A Live-Action Cartoon

Sin City

When I think about Sin City, the memory is of watching a cartoon. Not merely a striking approximation of the graphic novel on celluloid, but animation; it seems as if what I saw involved no live actors.

In terms of tone and aesthetics, that’s a compliment to Robert Rodriguez, who “shot and cut” the movie and shares its director’s credit with legendary comic-book scribe Frank Miller. In every other way, it’s a criticism. While Sin City is a joy to look at, it’s also facile, juvenile, and so full of its unquestionable hipness that it’s impossible to take seriously. I enjoyed the movie, but I was left asking: Why was this made?

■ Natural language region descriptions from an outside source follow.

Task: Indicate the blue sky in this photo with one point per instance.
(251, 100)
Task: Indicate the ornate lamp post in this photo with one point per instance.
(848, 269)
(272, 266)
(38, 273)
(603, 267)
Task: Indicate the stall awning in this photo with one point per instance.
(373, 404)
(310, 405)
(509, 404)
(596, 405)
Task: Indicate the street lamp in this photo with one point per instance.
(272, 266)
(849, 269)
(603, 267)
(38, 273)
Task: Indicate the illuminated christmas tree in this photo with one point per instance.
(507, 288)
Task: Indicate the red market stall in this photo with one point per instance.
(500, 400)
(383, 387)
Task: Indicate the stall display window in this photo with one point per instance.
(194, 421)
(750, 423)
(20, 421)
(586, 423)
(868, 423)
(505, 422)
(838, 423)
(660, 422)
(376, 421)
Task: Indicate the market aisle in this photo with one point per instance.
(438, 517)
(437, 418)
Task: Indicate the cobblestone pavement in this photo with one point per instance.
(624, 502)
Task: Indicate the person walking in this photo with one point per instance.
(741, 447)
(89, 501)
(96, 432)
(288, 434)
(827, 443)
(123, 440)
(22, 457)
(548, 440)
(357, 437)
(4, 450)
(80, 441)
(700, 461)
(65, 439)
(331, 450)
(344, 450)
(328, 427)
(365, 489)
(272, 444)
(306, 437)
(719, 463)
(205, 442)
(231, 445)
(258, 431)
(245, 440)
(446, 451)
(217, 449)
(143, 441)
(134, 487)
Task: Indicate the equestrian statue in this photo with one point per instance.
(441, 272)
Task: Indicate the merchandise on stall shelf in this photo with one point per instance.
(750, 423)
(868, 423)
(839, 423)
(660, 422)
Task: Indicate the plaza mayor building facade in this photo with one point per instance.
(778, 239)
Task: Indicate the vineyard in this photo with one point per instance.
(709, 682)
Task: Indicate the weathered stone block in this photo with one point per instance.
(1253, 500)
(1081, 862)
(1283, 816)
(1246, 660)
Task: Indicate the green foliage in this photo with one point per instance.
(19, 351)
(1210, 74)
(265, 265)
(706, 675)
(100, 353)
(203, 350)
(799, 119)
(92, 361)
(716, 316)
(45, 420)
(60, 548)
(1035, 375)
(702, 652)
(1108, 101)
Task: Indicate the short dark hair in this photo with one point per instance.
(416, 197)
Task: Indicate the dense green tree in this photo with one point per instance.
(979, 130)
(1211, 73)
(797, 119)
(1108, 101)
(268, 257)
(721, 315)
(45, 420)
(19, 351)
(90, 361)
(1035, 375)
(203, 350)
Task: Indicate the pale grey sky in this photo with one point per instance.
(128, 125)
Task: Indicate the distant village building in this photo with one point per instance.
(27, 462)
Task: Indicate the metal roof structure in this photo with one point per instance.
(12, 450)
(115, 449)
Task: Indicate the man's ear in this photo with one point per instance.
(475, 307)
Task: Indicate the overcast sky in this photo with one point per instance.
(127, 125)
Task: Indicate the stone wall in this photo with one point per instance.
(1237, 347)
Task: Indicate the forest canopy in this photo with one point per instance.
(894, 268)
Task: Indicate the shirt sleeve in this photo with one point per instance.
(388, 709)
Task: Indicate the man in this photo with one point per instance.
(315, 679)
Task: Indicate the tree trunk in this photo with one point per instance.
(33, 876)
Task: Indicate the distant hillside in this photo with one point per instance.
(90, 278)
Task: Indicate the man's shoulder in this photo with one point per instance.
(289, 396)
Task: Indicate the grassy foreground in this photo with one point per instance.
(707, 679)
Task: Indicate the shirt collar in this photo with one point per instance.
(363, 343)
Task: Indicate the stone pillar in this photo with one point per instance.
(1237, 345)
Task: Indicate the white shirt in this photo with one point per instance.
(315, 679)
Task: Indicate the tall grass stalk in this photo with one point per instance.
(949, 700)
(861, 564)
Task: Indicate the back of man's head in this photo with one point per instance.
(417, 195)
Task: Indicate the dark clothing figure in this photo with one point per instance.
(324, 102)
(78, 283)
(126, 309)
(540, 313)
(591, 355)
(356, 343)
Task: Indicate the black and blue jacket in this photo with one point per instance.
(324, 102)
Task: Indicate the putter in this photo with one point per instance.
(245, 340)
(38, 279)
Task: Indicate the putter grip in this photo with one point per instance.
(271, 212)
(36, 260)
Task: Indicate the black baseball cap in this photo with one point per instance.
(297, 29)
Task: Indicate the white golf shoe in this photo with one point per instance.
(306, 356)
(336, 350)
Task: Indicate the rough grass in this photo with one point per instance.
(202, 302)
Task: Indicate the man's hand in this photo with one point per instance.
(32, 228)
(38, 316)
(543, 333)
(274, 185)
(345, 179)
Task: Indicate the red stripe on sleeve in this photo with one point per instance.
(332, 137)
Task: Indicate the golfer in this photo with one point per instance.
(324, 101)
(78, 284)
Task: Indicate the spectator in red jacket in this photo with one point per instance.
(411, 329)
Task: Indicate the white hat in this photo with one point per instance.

Sin City’s three major plots could not be more simple, and once you adjust to the visual style, you’re left with nothing to ponder but nonexistent characters and carnage-filled stories that might fill the journals of maladjusted high-school boys who fantasize about dismembering their classmates. The movie is so hateful toward humanity that it’s laughable. Why bother saving somebody when the whole world is a cesspool?

I’m no moralist. I love James Ellroy and his hyper-stylized language, dark vision of the world, and brutal action. But Ellroy’s trump card is his way with plots — dense, labyrinthine, and at once chaotic and meticulously designed. Because he so involves the reader in the story, he’s forgiven for writing as if he’s a sadistic misanthrope. Rodriguez and Miller don’t earn that free pass.

Sin City clearly aspires to be this decade’s Pulp Fiction, but it’s lacking verbal wit, a purpose to its fractured structure, and heart. Most of the characters in the movie have a heart, but we know this only from all the blood that spurts, gushes, and sprays from their opened veins and arteries.